Anyone used one of these ? Are they effective ?

Reply to
cf-leeds

Personally, no. To block my fireplace, I just used a 'plug' of rockwool since I have no need to keep removing/replacing it, YMMV.

Reply to
Andy Burns

the bridges are knackered?

Reply to
Jim Stewart ...

Many years ago I used a ball of newspaper as a temporary plug, thinking it would be sufficient. One very stormy night (we were in a very exposed position), it just disappeared up the chimney and away, never to be seen again!

Reply to
Chris Hogg

Yes, we had a few in our last house. They do need topping up, especially when the temperature drops and they shrink a bit.

Reply to
Clive Arthur

Yes well many of us have just one chimney that passes a gas fire in the bedroom, which of course lets smoke into the bedroom, we just blocked it off completely upstairs and used an electric heater, but nowadays of course the downstairs open fires are no longer in use in any case. God when I think back they were messy things. Brian

Reply to
Brian Gaff

send a child up the chimney I say .. keep them clean

Reply to
rick

We have encountered this occasionally in our cottage.

18th century 3 storey thing. Multiple chimneys on both sides of the house as it was formerly 2 houses of part of a terrace.

Anyway, all chimneys vent into a shared "stack" and on occasions our smoke has gone to the top of the stack then been sucked down into the neighbours bedroom through a disused fireplace.

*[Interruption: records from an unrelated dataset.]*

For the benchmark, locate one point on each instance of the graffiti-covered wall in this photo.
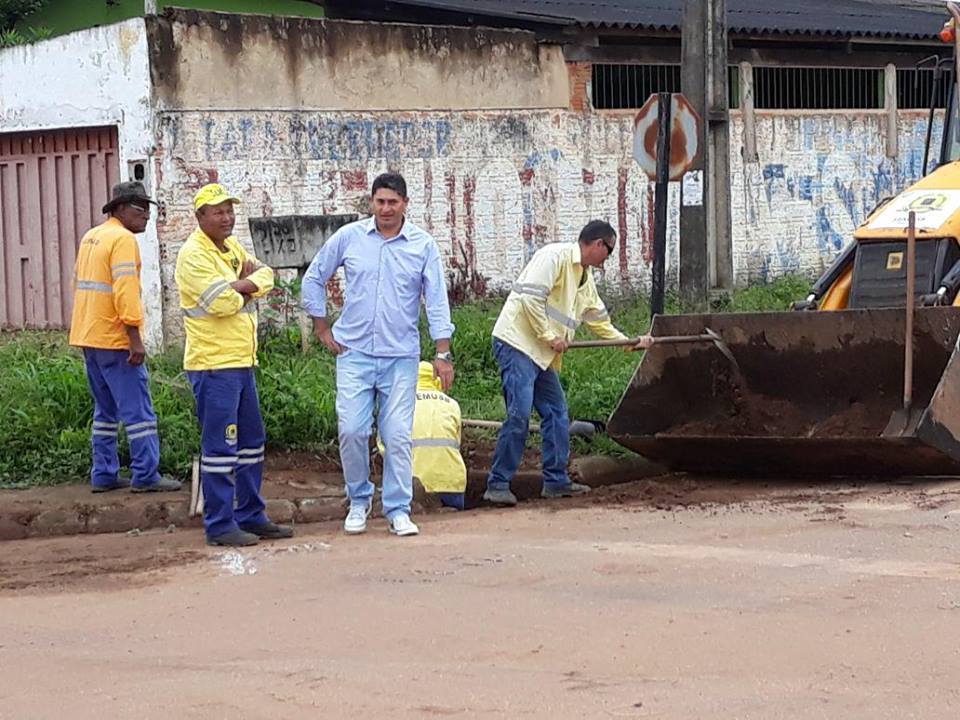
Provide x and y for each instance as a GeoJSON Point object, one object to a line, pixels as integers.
{"type": "Point", "coordinates": [494, 186]}
{"type": "Point", "coordinates": [491, 187]}
{"type": "Point", "coordinates": [818, 177]}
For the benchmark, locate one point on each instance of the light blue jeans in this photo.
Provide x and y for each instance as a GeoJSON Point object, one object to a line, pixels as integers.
{"type": "Point", "coordinates": [526, 386]}
{"type": "Point", "coordinates": [390, 383]}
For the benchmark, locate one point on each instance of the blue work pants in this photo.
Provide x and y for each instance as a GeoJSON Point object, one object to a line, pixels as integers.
{"type": "Point", "coordinates": [121, 393]}
{"type": "Point", "coordinates": [232, 441]}
{"type": "Point", "coordinates": [526, 386]}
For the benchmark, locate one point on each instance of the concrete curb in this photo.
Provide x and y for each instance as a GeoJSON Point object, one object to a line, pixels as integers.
{"type": "Point", "coordinates": [74, 510]}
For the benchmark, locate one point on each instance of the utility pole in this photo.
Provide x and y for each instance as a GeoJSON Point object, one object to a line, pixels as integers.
{"type": "Point", "coordinates": [706, 258]}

Only in the warmer months when we just light the fire to air things out as I'd not make the same raging fire as on winter visits. Solution is to get the fire rip-roaring hot ASAP so the heat (and smoke) only go up. Easy enough to do in the controlled wood burner environment but we also have the fireplace on the opposite side "open" and it's a big space so next to impossible to get an open fire hot enough as the air flow goes just goes "around" the fire so gave up on that plan, but heat is your friend when it comes to smoke going the wrong way so I've found.